Freightliner is an American-owned rail-freight and logistics company which was created in 1995 encompassing the container trans-shipment business of the former state-owned British Railways.
The Freightliner terminal extends to 8 ha (20 acres), occupying the policies of the former Gartsherrie House, which had been the home of coal-owner and iron-master William Baird (1796 - 1864). The terminal comprises eight railway sidings, served by overhead gantry cranes, which transfer shipping containers between lorries and railway cars. The M8 motorway is located 2 miles (3 km) to the south, providing access to Scotland's principal cities.

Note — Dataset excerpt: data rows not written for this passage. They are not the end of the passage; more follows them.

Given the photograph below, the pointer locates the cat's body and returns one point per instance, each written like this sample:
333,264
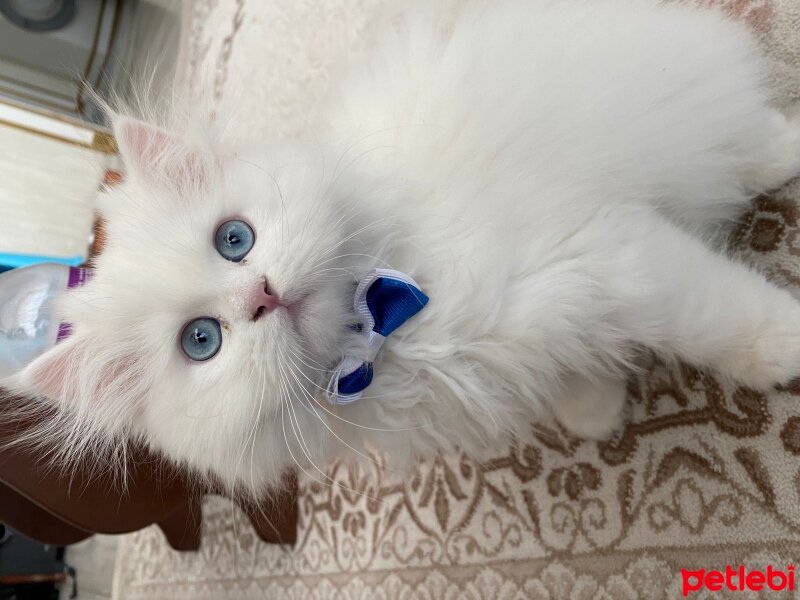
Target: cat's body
551,174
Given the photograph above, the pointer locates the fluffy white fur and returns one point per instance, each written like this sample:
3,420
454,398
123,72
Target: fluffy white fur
550,172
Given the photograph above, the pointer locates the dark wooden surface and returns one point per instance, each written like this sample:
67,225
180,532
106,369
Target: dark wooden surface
62,508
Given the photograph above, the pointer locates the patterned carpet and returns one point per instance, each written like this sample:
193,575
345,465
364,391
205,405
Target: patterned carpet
704,475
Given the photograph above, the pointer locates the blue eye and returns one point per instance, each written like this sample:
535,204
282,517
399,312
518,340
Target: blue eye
234,239
201,338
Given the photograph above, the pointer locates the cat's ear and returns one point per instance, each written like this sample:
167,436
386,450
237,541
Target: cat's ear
158,156
76,372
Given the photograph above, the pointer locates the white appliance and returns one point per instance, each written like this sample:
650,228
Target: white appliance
51,49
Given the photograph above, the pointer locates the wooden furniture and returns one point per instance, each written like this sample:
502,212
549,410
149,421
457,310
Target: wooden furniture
63,508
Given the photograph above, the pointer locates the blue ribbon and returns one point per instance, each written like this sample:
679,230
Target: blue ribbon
385,299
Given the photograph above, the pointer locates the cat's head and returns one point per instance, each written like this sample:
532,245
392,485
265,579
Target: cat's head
223,295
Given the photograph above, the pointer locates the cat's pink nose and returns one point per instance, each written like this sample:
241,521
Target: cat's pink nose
263,302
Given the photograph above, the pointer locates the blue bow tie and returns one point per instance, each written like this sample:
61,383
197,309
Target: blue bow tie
385,299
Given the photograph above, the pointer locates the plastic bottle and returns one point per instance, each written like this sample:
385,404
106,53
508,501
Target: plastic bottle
27,327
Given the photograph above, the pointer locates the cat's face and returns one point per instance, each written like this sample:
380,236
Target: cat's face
220,302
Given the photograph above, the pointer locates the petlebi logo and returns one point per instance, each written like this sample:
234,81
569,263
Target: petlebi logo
739,579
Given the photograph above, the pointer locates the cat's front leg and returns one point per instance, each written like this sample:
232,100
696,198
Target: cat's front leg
704,308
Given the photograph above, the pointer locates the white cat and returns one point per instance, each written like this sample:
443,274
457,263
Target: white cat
550,173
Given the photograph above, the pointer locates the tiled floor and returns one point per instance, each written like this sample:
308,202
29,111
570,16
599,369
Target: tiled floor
93,561
155,40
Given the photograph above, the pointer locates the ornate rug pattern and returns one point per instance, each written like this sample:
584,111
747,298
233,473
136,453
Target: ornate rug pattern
704,475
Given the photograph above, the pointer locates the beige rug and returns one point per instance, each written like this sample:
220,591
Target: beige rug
705,475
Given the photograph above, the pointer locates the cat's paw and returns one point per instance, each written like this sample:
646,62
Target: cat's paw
592,409
779,160
774,357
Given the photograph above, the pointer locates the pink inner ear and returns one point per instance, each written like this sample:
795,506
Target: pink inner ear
142,143
156,154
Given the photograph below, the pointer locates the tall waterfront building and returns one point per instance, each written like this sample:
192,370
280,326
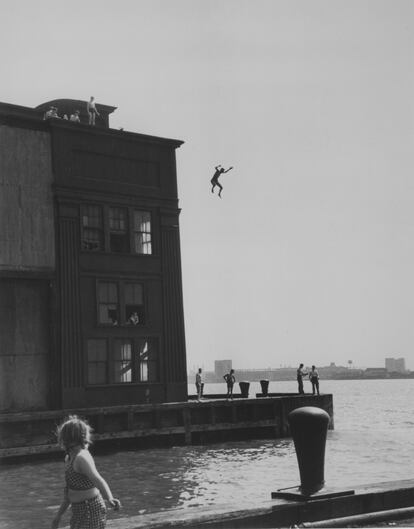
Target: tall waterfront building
91,309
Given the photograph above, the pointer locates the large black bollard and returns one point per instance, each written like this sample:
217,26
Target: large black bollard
309,426
265,387
244,389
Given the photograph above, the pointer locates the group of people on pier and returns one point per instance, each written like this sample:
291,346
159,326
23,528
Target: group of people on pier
231,380
313,377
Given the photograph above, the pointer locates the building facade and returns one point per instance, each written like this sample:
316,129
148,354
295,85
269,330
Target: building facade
395,365
91,309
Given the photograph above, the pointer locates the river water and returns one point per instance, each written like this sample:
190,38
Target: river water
373,441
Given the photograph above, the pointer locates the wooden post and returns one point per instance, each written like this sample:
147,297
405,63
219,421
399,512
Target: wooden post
187,424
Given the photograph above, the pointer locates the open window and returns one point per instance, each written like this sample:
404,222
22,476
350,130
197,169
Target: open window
118,230
108,307
92,228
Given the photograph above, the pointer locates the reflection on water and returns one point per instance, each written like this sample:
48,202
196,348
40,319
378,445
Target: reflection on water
154,480
373,441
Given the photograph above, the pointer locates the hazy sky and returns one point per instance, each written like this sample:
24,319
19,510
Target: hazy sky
309,255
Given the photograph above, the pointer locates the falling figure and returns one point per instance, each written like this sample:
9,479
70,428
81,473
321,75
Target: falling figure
214,181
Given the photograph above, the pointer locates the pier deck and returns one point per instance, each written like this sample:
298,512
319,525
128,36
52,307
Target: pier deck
212,419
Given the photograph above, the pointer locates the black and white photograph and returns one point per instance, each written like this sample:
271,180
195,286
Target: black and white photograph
206,264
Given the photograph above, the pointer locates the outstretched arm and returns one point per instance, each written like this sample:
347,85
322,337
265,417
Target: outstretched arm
62,509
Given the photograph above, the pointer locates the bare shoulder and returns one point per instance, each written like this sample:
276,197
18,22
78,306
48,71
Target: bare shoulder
84,460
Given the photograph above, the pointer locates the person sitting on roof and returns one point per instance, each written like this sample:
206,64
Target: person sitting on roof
51,113
75,116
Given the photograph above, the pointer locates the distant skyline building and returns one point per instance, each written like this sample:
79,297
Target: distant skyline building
395,365
221,367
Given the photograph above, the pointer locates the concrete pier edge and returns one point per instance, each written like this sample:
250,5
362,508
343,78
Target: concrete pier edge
386,500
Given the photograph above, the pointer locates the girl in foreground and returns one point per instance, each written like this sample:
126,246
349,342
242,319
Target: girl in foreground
84,484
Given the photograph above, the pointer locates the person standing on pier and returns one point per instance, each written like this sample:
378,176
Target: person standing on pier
300,373
199,384
84,485
314,378
230,380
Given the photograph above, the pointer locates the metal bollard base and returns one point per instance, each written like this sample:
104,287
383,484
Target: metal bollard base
297,494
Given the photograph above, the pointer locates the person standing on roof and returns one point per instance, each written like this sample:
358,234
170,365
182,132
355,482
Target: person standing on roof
75,117
92,110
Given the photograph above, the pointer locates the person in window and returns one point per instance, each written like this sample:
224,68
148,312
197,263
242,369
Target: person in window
300,373
92,110
214,181
230,381
199,384
133,319
314,378
75,117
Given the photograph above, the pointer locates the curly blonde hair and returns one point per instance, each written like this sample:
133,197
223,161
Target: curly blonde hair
74,431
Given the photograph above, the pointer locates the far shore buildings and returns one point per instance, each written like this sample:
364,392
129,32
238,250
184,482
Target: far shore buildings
91,309
395,368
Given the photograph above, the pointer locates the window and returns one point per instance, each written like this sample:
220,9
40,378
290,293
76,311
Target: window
122,361
108,303
142,232
148,361
92,228
118,230
97,361
120,303
134,304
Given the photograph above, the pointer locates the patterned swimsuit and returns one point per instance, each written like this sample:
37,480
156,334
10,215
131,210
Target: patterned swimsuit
87,514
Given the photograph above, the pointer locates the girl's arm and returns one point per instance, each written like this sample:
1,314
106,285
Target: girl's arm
86,465
62,509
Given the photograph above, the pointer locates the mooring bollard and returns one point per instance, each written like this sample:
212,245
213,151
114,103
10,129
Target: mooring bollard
265,387
309,426
244,389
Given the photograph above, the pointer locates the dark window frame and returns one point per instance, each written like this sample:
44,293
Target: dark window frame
123,318
106,231
136,364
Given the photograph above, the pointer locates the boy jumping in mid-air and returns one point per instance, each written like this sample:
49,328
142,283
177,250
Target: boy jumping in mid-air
214,181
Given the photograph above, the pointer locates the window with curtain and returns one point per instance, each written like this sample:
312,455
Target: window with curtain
142,232
108,312
118,230
134,304
122,361
148,361
92,228
97,353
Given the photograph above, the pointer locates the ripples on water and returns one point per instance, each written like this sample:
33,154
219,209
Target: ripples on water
373,441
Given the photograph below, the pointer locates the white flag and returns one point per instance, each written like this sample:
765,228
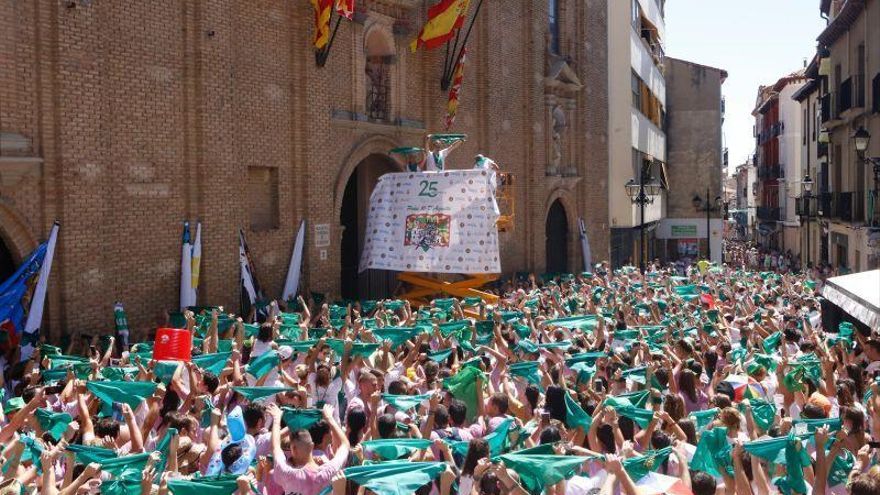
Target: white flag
291,285
186,291
585,245
196,264
35,314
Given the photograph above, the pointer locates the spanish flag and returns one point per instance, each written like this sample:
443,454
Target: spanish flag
345,8
443,19
322,22
452,104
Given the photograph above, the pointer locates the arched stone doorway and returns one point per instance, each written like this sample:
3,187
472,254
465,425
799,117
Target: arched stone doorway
371,284
556,239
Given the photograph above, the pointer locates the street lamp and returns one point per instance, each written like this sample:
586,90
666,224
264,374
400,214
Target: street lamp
708,206
807,209
642,193
861,140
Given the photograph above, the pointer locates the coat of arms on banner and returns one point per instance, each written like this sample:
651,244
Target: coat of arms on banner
426,231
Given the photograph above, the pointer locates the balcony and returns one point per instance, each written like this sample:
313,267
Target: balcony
826,104
769,172
825,205
769,214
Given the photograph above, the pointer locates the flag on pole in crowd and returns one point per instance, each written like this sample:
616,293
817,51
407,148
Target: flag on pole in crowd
250,288
585,245
345,8
291,284
455,89
186,292
22,298
443,20
322,22
196,263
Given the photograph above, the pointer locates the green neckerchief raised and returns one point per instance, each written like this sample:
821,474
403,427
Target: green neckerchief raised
537,471
713,453
396,477
131,393
649,461
641,417
497,440
203,486
391,449
253,394
575,416
440,355
300,419
463,386
528,370
583,322
261,365
405,402
788,451
53,423
703,419
212,362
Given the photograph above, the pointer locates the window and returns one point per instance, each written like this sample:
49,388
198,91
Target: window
636,84
553,21
263,198
875,92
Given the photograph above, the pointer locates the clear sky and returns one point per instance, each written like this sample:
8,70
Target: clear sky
755,41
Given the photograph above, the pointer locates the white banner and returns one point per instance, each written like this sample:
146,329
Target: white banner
434,222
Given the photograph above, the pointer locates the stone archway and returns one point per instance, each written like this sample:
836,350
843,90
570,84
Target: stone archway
355,200
556,239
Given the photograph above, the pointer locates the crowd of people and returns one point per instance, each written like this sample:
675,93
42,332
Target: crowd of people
721,380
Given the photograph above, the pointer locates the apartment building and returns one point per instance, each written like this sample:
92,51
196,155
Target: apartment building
848,82
636,122
777,134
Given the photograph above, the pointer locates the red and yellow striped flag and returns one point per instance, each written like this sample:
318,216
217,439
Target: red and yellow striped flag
322,22
452,104
443,19
345,8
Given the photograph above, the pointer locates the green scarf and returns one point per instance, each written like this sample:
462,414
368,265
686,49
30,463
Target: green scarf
575,416
261,365
203,486
396,477
463,386
53,423
537,471
390,449
212,362
405,402
300,419
649,461
254,394
713,453
131,393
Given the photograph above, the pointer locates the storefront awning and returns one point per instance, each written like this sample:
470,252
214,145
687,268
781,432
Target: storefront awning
857,294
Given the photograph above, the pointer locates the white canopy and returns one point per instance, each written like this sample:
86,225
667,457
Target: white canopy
858,294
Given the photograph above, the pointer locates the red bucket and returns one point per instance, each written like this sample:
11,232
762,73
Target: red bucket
172,344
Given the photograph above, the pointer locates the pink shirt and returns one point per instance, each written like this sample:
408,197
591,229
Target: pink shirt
306,480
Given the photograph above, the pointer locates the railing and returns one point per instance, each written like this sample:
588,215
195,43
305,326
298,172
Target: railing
825,205
845,101
770,172
768,213
826,103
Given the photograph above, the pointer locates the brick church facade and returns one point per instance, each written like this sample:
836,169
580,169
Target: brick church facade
122,119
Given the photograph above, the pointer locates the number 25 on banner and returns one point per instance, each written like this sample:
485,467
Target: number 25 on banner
429,188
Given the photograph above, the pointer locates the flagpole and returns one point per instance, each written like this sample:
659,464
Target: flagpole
466,37
35,313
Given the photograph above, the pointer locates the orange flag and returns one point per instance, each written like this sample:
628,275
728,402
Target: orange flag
452,104
345,8
443,19
322,22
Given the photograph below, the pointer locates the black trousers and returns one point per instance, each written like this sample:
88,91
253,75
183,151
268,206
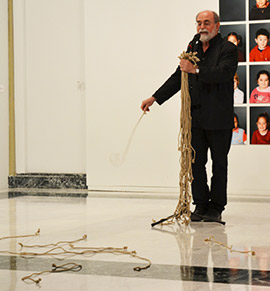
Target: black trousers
219,142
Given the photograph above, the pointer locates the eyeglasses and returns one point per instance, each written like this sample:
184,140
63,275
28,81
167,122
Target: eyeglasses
205,23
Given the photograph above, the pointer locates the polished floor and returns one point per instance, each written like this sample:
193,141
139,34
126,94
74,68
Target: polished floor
180,257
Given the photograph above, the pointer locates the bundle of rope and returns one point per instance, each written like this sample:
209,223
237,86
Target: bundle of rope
187,153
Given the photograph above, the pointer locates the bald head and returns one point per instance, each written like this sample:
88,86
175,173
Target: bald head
207,25
215,16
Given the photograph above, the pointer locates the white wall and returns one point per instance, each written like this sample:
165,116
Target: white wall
49,92
4,95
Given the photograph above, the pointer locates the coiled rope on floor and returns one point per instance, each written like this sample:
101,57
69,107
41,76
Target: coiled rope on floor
212,239
187,153
55,269
58,249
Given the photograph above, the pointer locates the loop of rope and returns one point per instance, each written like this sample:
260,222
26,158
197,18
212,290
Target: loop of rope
21,236
84,237
212,239
57,250
55,269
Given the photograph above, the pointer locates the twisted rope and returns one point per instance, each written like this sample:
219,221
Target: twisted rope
187,153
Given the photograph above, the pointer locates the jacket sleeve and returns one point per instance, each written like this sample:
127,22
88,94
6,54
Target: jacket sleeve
169,88
252,55
252,99
254,139
225,68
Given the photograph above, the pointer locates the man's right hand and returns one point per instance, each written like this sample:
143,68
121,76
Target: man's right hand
147,103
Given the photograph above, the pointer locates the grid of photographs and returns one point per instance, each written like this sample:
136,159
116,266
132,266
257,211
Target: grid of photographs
246,23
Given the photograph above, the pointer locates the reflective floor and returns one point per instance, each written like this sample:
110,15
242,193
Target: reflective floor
181,258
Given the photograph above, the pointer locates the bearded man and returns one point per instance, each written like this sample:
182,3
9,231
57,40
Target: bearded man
211,91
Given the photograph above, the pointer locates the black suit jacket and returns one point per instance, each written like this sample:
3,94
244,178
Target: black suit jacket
211,90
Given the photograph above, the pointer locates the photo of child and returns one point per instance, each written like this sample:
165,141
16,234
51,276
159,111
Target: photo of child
238,12
261,94
238,94
239,135
236,39
262,134
261,10
261,52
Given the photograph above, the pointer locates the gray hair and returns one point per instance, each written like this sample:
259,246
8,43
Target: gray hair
216,16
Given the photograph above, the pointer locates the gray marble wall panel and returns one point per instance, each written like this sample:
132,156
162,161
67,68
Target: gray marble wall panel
48,181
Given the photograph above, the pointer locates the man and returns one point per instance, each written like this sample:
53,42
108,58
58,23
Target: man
211,91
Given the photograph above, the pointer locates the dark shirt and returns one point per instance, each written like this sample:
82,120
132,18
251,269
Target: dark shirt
211,91
260,13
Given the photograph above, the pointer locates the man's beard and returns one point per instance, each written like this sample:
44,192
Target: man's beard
208,36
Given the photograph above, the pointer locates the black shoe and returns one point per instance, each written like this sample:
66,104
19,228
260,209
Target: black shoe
212,215
200,210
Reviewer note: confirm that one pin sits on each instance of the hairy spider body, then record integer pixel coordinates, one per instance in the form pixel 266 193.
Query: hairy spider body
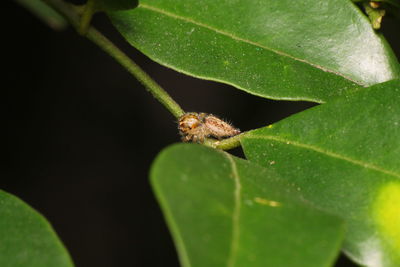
pixel 195 127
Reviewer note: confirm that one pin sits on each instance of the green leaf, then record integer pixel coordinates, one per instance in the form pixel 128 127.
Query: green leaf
pixel 44 13
pixel 26 238
pixel 225 211
pixel 297 50
pixel 113 5
pixel 344 156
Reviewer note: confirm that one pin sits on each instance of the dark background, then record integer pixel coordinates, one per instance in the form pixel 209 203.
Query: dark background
pixel 81 134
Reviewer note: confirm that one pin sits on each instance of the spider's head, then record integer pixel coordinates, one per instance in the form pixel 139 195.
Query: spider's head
pixel 189 121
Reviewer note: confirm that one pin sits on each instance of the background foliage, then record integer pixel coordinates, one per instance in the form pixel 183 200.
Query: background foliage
pixel 75 145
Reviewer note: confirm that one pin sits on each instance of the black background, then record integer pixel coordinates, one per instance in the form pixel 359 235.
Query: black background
pixel 81 134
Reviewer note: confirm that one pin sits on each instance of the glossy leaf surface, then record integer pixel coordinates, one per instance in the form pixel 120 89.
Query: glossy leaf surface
pixel 26 238
pixel 224 211
pixel 113 5
pixel 344 157
pixel 304 50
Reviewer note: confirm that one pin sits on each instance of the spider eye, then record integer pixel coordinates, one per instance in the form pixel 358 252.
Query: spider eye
pixel 188 122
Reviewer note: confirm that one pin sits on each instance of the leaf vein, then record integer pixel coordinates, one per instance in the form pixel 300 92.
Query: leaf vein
pixel 327 153
pixel 234 37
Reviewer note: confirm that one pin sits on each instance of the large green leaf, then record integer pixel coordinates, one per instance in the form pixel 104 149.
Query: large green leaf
pixel 112 5
pixel 298 50
pixel 225 211
pixel 344 157
pixel 26 238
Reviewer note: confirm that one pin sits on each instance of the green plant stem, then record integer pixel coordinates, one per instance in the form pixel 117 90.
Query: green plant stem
pixel 106 45
pixel 86 18
pixel 71 14
pixel 229 143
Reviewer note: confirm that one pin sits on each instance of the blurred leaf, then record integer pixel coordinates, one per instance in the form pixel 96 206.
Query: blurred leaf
pixel 225 211
pixel 26 238
pixel 344 156
pixel 113 5
pixel 298 50
pixel 44 13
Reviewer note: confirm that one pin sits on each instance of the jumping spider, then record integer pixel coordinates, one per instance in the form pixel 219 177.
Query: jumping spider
pixel 195 127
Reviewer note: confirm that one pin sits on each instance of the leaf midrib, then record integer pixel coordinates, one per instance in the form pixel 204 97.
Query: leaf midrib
pixel 326 152
pixel 234 37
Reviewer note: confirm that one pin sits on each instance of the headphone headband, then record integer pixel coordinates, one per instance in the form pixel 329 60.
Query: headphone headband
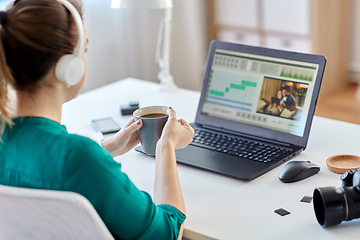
pixel 70 69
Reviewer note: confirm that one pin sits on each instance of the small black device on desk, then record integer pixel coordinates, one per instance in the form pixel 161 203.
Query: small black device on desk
pixel 105 125
pixel 297 170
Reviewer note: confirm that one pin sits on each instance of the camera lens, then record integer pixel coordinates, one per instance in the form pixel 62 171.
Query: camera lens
pixel 334 205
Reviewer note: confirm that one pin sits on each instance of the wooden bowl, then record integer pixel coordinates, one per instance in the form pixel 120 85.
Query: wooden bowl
pixel 342 163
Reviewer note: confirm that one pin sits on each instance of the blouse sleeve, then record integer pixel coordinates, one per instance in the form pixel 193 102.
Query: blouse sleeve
pixel 128 212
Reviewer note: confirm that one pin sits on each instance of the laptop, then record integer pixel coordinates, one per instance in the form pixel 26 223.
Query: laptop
pixel 255 109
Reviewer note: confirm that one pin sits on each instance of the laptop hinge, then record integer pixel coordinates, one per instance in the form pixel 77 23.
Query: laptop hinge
pixel 245 135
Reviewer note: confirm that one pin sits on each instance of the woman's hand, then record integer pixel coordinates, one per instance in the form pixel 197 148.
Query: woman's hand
pixel 124 140
pixel 177 133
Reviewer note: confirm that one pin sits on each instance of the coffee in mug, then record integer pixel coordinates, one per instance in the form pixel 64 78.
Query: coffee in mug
pixel 154 119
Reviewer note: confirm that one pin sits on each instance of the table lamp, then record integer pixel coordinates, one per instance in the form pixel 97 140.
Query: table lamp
pixel 164 40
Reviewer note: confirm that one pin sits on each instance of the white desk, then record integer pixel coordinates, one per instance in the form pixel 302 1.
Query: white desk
pixel 221 207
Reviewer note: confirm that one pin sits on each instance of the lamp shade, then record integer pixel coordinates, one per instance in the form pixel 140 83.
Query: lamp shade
pixel 136 4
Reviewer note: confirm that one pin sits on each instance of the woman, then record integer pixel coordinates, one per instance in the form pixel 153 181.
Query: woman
pixel 37 152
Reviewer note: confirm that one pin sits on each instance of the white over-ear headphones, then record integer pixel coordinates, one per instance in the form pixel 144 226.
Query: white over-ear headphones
pixel 71 67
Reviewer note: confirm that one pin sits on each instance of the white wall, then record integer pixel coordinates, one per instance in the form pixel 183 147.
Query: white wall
pixel 122 43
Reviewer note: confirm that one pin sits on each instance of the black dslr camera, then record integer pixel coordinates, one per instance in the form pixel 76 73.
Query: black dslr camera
pixel 334 205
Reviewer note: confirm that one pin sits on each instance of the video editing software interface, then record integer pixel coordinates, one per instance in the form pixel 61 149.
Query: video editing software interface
pixel 262 91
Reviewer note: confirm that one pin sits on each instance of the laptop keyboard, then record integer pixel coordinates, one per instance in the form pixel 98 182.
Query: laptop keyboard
pixel 238 146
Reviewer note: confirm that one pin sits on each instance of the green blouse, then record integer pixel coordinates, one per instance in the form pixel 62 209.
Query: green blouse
pixel 40 153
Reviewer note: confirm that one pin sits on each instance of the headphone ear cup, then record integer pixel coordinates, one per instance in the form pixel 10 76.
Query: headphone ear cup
pixel 70 69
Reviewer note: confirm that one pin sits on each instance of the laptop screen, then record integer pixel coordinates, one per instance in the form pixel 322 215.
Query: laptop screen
pixel 267 92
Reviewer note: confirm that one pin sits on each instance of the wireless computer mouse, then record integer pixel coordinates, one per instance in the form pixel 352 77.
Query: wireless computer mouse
pixel 297 170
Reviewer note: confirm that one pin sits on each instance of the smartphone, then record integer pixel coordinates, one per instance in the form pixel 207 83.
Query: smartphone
pixel 105 125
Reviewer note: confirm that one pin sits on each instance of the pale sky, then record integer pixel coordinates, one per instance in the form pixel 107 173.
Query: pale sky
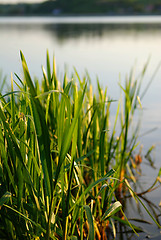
pixel 20 1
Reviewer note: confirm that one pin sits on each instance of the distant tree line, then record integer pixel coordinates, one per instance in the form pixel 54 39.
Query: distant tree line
pixel 108 7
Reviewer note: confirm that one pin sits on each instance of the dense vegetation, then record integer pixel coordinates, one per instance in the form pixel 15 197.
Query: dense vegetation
pixel 109 7
pixel 63 169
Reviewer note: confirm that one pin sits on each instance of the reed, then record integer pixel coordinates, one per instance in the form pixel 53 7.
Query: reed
pixel 60 168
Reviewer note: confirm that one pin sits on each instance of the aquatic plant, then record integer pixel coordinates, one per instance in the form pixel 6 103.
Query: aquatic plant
pixel 62 171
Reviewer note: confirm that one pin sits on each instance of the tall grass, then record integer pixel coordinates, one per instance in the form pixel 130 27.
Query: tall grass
pixel 61 170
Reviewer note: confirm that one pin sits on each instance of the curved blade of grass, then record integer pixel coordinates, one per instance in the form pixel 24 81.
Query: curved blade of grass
pixel 108 175
pixel 115 207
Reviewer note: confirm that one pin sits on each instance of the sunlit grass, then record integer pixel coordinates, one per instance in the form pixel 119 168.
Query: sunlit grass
pixel 62 171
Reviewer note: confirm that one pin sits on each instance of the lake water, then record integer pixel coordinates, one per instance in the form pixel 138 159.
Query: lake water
pixel 108 47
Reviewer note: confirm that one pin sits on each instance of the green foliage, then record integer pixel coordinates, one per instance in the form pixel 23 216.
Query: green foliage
pixel 60 166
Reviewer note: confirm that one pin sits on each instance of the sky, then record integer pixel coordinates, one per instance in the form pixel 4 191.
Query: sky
pixel 20 1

Opened in 1968, Coatbridge is the only remaining of four similar facilities in Scotland, designed as part of a nationwide network of intermodal depots supported by the liner train system, which came about as a recommendation of the Beeching Report in 1963 to try to bring domestic freight back onto the railways in the face of growing competition from road transport. The domestic Freightliner service was failing in the 1980s and depots in Aberdeen, Dundee and Edinburgh were all closed. A revitalised service evolved to handle international traffic from ship to national rail to road transportation and vice versa. Scottish whisky exports are a key component of rail operations at Coatbridge.
Regular train services connect Coatbridge terminal with Britain's five principal deep-water sea ports (Felixstowe, Liverpool, London Thamesport, Southampton and Tilbury), together with the Daventry International Rail Freight Terminal in Northamptonshire. In addition to Freightliner's own services, the terminal currently also handles trains for Direct Rail Services Ltd.